Reviewing and assessing the fitness and propriety standards

As is more particularly addressed under the F&P standards, an individual who is being proposed by an applicant for authorisation to the CBI to perform a PCF role must be competent and capable; honest, ethical and act with integrity; and financially sound. The applicant itself needs to be satisfied on reasonable grounds that the individual complies with the F&P standards and, if applicable, with the MCC 2017.

The selection of an individual for appointment to a PCF role should not be seen as a rubber-stamping exercise by the applicant. In its guidance on the F&P standards (58-page / 964KB PDF), the CBI sets out it expectations on due diligence to be undertaken by employers when assessing an individual's fitness and probity for a PCF role. The regulator has warned that it is increasingly finding that some PCFs proposed by applicants are unable to demonstrate how they meet the F&P standards.

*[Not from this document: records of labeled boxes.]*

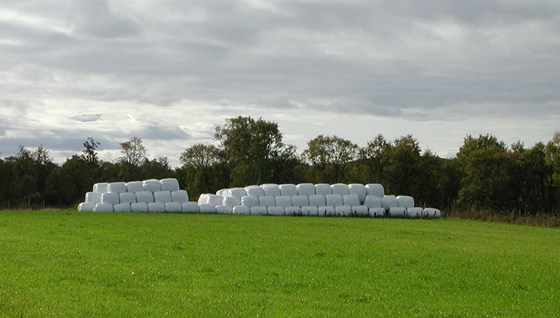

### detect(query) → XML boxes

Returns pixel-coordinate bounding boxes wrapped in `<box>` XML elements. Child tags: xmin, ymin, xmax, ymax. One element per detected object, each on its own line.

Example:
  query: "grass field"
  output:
<box><xmin>0</xmin><ymin>211</ymin><xmax>560</xmax><ymax>317</ymax></box>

Where the CBI considers a candidate to be unsuitable for appointment to the PCF role for which they are nominated, this has the propensity to considerably elongate its assessment of an application for authorisation or even to reject the application entirely.

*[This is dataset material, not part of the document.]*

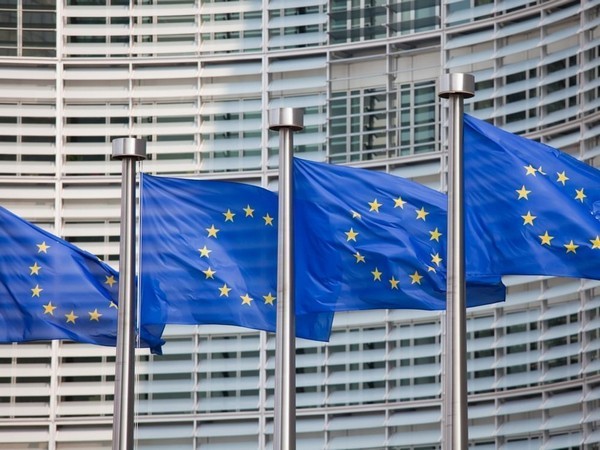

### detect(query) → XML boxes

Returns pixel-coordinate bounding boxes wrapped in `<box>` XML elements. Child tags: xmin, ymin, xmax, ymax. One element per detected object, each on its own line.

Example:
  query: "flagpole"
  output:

When proposing to appoint an individual to perform a PCF role, an applicant should carefully consider whether the candidate:

  • holds an appropriate professional or other qualification;
  • is able to demonstrate that they have the capability appropriate to the role;
  • has obtained the competence and skills appropriate to the role (whether through training or experience gained in an employment context); and
  • has shown the competence and proficiency to undertake the role through performance of previous roles.

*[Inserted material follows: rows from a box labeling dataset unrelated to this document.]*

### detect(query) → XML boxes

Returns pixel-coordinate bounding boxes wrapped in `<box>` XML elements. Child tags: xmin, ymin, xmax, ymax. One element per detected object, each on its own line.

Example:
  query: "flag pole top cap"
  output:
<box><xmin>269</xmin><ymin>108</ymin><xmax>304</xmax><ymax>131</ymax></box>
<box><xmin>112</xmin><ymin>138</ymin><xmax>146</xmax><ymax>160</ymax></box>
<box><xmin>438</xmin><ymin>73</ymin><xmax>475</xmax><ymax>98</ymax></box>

While a candidate for a PCF role would not necessarily be called for interview by the CBI as a part of the PCF approval process, the CBI advises that a candidate should be ready to attend an interview if invited to do so and prepare adequately. The CBI’s F&P Regime Interview Guide (17-page / 915KB PDF) provides information on what to expect if a candidate is called for interview.

Identifying executive directors and staff that will comply with the Minimum Competency Code

The MCC 2017 is closely linked to the F&P Regime. Together with the MCR 2017, the MCC 2017 sets out minimum professional standards for individuals providing certain financial services, including those under the IDR 2018, particularly when dealing with consumers. The aim of these standards is to ensure that consumers obtain a minimum acceptable level of competence from individuals acting for or on behalf of regulated firms in the provision of advice and information and associated activities in connection with retail financial products, including insurance.

The CBI mentions in its article that there is a commonly held misconception that the minimum competency requirements only apply to individuals in an intermediary that will be providing advice to consumers. In that regard, applicants for authorisation may be inclined to ignore the possibility of the MCC 2017 applying to an individual proposed for a PCF role, as these are generally board and senior management roles. This is not necessarily the case: where the individual will be involved in activities such as providing advice to consumers on insurance products, arranging, or offering to arrange, insurance products for consumers or supervising others providing advice or information to consumers they are likely to be subject to the MCC 2017.

Where the MCC 2017 applies, if the individual cannot demonstrate their compliance, their appointment to a PCF role in question would not be approved by the CBI. Again, this has the potential for the platform's application for authorisation under the IDR 2018 to be delayed or potentially rejected.

Applicants should therefore carefully consider whether the MCC 2017 will apply to any of their PCF roles at an early stage in the authorisation project, and prior to identifying candidates for those roles. This will help to inform what recognised insurance related qualification, set out at Appendix 4 of the MCC 2017, the candidate would need to have.

Note that, where the MCC 2017 applies to a particular PCF role, satisfying the requirements of the MCC 2017 alone will not be sufficient for an individual to be approved by the CBI for appointment. The other aspects of the F&P Standards would also need to be satisfied.